Joel Serrão: historiador e pedagogo madeirense ilustre homenageado em mostra na Biblioteca Nacional

Foto Nelson Veríssimo

Uma exposição patente na Biblioteca Nacional assinala o centenário do nascimento de um ilustre madeirense: o historiador Joel Serrão. Nascido na freguesia de Santo António, Funchal, a 12 de Dezembro de 1919, Joel Serrão faleceu em Sesimbra no dia 5 de Março de 2008. Trata-se de uma personalidade que ficou indelevelmente ligada ao panorama histórico-cultural português, com contribuições de altíssima qualidade. Leccionou no Liceu do Funchal, mas também nos de Viseu, Setúbal e Lisboa. Licenciado em Ciências Histórico-Filosóficas pela Faculdade de Letras da Universidade de Lisboa, manteve-se durante a sua vida académica ligado a grupos com tendências anti-fascistas; mais tarde docente do Instituto Superior de Economia da Universidade Técnica de Lisboa e da Faculdade de Letras da Universidade de Lisboa, foi também director do Centro de Estudos de História do Atlântico (CEHA) na Madeira, e integrou o Conselho de Administração da Fundação Calouste Gulbenkian. Também ensinou na Faculdade de Ciências Sociais e Humanas da Universidade Nova de Lisboa.

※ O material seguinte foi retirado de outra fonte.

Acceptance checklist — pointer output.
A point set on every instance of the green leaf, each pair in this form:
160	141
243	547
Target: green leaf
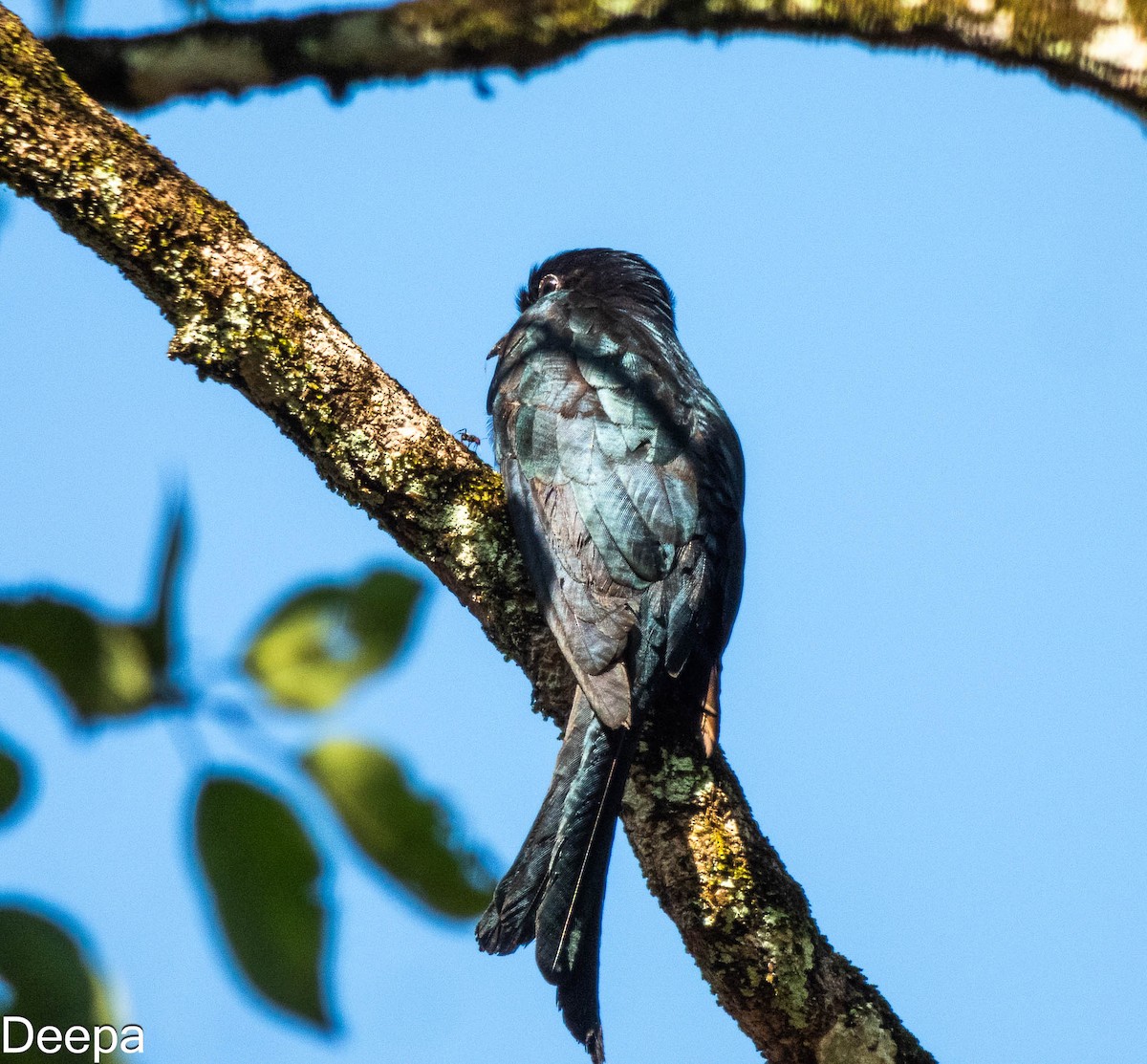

Desde 16 de Setembro que está patente ao público na capital portuguesa esta mostra que pode ser visitada até 16 de Novembro.

É comissariada por José Guedes de Sousa e apresenta o acervo do investigador e escritor, fortemente influenciado por António Sérgio. Homem multifacetado, desde a filosofia à literatura, cultivou sempre uma plêiade de interesses, afirmando-se sobretudo na historiografia, em obras como o incontornável Dicionário de História de Portugal, que orientou durante uma década. Debruçou-se sobre momentos-chave da História lusa, como a revolução de 1383-1385 ou a a Restauração da Independência em 1640.

“Logo no início dos anos 1950 delineia um programa metodológico e de pesquisas que o irão ocupar nas décadas seguintes. Influenciado pelos Annales (Lucien Febvre, sobretudo), pretendia trazer valores e práticas da investigação científica para uma época ainda em grande medida desconhecida. Uma tarefa hercúlea de desbravamento das mais variadas perspectivas da sociedade oitocentista portuguesa, traduzida em estudos, ensaios, sondagens, hipóteses, revelação de fontes inéditas”, descreveu a propósito José Guedes de Sousa.

Fotografias de Joel Serrão, da autoria de Eduardo Gageiro, patentes na exposição em Lisboa.

Na folha de sala da exposição Joel Serrão (1919-2008), refere o comissário da mostra: “Se no regime democrático não se interessou pela intervenção política e partidária, tal não implicou desvalorização da dimensão cívica do historiador, assumida desde o início, com referências a Herculano, Oliveira Martins, Jaime Cortesão e António Sérgio nas suas reflexões sobre as funções sociais da história. Dimensão necessária mas problemática, como experienciou polemicamente em torno de conflituantes perspectivas sobre o percurso de Antero e de Quental. E não revelavam alguns dos temas de investigação que privilegiou – industrialização, emigração, burguesia, sebastianismo, entre outros – um poliédrico questionamento do que entendia serem os problemas estruturais da sociedade portuguesa e da sua longa adaptação aos desafios da modernidade? A especialização em torno do século XIX não significou rejeição de uma visão conjunta do passado pátrio, nem de uma equação de história também a partir do presente. O passado não era uma lição do presente; o presente é que é lição do passado, como muitas vezes referia, citando Sampaio Bruno”.